There is a new version of Discohat in the works. The previous one suffered from reliability issues due to ghost triggers of the GPIO pins and corrupted 40-pin header.

The ghost triggers are very common due to the was Raspberry Pi is designed. GPIO pins have no real hysteresis and therefore when the voltage changes the GPIO pins may fire rapidly. Typically we would get one ghost trigger about once in every 2 hours. The remedy was to use software to read the pin again 3 times to see if the state really had changed. But in the new design I decided to use Schmitt trigger hardware for all input pins. This should work reliably.

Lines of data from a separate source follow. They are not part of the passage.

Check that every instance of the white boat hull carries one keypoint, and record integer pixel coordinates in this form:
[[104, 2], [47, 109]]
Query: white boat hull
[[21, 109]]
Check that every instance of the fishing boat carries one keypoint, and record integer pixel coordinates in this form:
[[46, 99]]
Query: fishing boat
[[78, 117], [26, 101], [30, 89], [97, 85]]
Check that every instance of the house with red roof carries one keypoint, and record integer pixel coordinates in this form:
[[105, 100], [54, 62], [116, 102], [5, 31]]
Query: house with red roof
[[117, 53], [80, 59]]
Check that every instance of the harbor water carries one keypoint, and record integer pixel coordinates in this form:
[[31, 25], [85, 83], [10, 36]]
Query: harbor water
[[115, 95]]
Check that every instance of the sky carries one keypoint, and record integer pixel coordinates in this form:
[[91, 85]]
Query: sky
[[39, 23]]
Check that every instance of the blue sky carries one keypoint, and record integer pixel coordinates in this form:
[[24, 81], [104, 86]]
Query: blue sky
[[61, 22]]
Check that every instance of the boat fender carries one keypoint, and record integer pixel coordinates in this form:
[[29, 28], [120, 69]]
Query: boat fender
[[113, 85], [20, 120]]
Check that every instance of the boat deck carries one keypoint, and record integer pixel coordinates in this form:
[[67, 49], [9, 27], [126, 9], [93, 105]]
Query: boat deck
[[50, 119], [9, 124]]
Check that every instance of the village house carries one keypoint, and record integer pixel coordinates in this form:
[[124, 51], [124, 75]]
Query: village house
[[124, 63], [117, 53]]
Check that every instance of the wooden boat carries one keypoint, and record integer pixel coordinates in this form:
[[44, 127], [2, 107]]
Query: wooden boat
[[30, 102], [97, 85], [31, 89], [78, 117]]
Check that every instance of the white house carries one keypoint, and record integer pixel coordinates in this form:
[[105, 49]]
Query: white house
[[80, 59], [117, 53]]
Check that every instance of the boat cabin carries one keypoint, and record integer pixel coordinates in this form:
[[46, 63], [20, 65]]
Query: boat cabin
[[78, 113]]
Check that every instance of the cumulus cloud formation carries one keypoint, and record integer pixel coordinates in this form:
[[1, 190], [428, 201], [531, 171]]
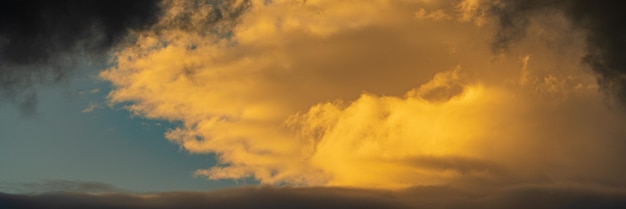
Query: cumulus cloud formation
[[553, 197], [42, 41], [374, 94]]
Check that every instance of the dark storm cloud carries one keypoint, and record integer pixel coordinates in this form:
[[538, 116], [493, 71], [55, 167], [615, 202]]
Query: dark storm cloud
[[41, 40], [603, 22], [58, 186], [553, 197]]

The 40 pin connector had a clever design that allowed you to use Discohat on 26 pin units and 40 pin units. But the bad thing was that it was not relieble. Sometimes the contact was flimsy and it affected the operations. To fix this the new Discohat comes with soldered 40 pin connectors that are stackable.

The reason I need stackable 40 pin connectors is to use dedicated audio boards with Discohat. You can of course just use the 3.5mm socket with default audio. But sometimes you need audiophile quality. My problem has been humm sounds caused by connecting audio with common ground. So I did get a floating audio card where the sound is completely isolated from the power of the pi. With floating audio and balanced XLR cables the sound should not have much noise. At the same time the sampling frequency of the audio is 92kHz to allow for a little better quality overall. Obviously you can use any kind of audio. It depends on your needs.

The new Discohat is still optically isolated from the Raspberry Pi. This is to eliminate static noise that is always present on stage due to hot lights, nylon clothing and long wires.